We both turned to find a man and his boxer stopped nearby.

“Fuck off,” Xavier snarled.

“Calm down,” I said. Then, to the man, “I’m sorry. We’re fine, thank you.”

“You sure?” he asked, looking suspiciously at Xavier. Not exactly like he wanted to fight him or anything. But like he wasn’t above calling the police.

I couldn’t really blame him. Last night, Xavier had looked refined and distinguished in his three-piece suit. Today, in his street clothes, combined with his overall size and obvious anger, he looked more like a criminal than a respected businessman. Downright dangerous.

“I’m sure,” I said. “I’m just fine. Aren’t I?”

We both turned to Xavier, who had folded his arms across his broad chest and continued to stare daggers at the guy while he mouthed “fuck off” again at him.

I sighed. Not helping.

Our interloper looked like he didn’t believe me, but slowly backed away under the force of Xavier’s glare. When he turned back to me, his eyes were ice cold. But he also looked like he was about to crumble. Just like me.

“You broke my heart, Xavi,” I said, unable to keep my voice from cracking. I swiped at the tears leaking out, one by one. “I was in love with you, and I thought you loved me too. I would have done anything for you. I would have married you if you’d asked—yes, even after just a few weeks. But then you just…well, you know what you did.”

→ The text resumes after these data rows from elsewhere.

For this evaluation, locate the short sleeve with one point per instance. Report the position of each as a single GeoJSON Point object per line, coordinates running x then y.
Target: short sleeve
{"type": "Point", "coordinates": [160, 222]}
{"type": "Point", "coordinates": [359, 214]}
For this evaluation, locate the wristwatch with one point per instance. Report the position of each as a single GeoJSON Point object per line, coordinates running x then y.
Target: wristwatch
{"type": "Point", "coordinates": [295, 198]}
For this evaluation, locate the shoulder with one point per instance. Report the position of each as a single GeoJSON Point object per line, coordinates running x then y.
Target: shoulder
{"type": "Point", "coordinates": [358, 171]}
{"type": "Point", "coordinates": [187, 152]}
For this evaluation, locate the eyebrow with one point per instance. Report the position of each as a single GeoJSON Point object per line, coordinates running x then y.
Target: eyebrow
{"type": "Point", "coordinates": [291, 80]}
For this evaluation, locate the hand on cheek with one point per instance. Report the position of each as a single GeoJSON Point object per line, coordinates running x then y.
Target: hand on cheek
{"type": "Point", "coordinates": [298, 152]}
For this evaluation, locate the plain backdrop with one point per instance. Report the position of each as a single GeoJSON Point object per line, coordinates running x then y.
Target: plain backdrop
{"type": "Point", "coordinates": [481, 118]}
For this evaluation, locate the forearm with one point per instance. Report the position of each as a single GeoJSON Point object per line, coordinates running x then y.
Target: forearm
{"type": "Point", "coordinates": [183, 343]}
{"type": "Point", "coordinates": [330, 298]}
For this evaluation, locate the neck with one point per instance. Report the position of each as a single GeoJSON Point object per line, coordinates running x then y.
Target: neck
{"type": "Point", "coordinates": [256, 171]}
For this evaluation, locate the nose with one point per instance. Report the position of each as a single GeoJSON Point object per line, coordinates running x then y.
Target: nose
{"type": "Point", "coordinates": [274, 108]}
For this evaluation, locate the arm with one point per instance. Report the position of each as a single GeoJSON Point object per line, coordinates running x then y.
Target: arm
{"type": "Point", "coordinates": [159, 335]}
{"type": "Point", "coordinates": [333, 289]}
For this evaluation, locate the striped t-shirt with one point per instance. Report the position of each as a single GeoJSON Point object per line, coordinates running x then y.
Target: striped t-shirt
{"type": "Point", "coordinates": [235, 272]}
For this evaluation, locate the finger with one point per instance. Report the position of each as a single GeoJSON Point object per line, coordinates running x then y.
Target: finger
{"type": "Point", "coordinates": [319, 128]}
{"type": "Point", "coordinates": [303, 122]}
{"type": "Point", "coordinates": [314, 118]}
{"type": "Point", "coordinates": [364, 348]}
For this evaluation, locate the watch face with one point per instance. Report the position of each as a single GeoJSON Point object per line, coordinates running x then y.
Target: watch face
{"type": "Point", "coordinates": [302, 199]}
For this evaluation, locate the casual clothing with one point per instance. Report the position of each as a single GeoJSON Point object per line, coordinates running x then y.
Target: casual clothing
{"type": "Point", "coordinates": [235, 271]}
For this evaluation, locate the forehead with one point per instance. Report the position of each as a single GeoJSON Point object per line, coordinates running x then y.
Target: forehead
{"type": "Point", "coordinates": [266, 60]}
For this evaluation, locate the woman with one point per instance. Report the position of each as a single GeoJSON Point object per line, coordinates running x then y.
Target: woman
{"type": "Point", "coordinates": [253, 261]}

I shook my head, wiping again at a few more insistent tears. I sounded insane. Stupid and naive. But of course, that’s what I had been, once. Didn’t he understand how fragile that kind of naivety really was? Hadn’t he ever felt so breakable?

Xavier exhaled forcefully through his teeth. “I—I know. But it’s not the same thing. This is—this is my daughter, Ces. Not some tawdry love affair. She’s more important than a broken heart.”

I couldn’t help but wince at the word “tawdry,” but he didn’t seem to notice.

“You know what I went through as a child, not knowing my dad.” He pressed his hands hard into his temples, then shoved them back through his hair. “How could you think it would ever be okay to let her believe her father abandoned her?”

“Because I’ve been on the other side of that,” I replied. “I was part of a family whose parents kept coming back again and again, but also kept hurting us every single time. How was I supposed to trust you when you hid an engagement and ended things so callously? Over a freaking email! Like I didn’t matter at all.”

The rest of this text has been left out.